FIGS. 10A-10C illustrate various aspects of superpositioning according to some embodiments.

FIGS. 11A-11E illustrate various aspects of generating a dynamically sized mesh for a model of a printed circuit board and integrated circuit components according to some embodiments.

FIGS. 12A-12D illustrate various aspects of generating a dynamically sized mesh for a model of an electronics enclosure box according to some embodiments.

FIG. 13 illustrates a logic flow according to some embodiments.

FIG. 14 illustrates an exemplary system which may be used in conjunction with one or more embodiments described hereby.

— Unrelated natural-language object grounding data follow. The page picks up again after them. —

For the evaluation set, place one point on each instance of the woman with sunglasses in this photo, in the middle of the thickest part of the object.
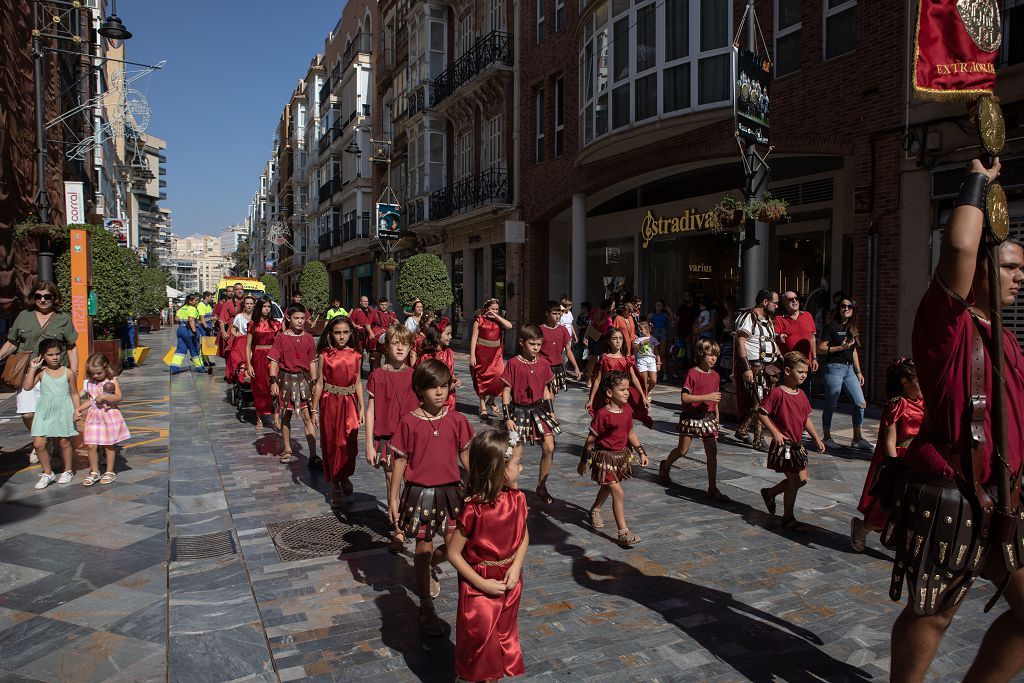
(841, 369)
(41, 319)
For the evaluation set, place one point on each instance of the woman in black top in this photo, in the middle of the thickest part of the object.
(841, 368)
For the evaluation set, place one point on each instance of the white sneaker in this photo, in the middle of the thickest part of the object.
(45, 480)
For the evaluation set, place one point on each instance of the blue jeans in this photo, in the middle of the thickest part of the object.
(839, 376)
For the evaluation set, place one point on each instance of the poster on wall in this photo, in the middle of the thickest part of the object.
(750, 98)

FIGS. 15A-15C illustrate exemplary system which may be used in conjunction with one or more embodiments described hereby.

DETAILED DESCRIPTION

Various embodiments and aspects will be described with reference to details discussed below, and the accompanying drawings will illustrate the various embodiments. The following description and drawings are illustrative and are not to be construed as limiting. Numerous specific details are described to provide a through understanding of various embodiments. However, in certain instances, well-known or conventional details are not described in order to provide a concise discussion of embodiments.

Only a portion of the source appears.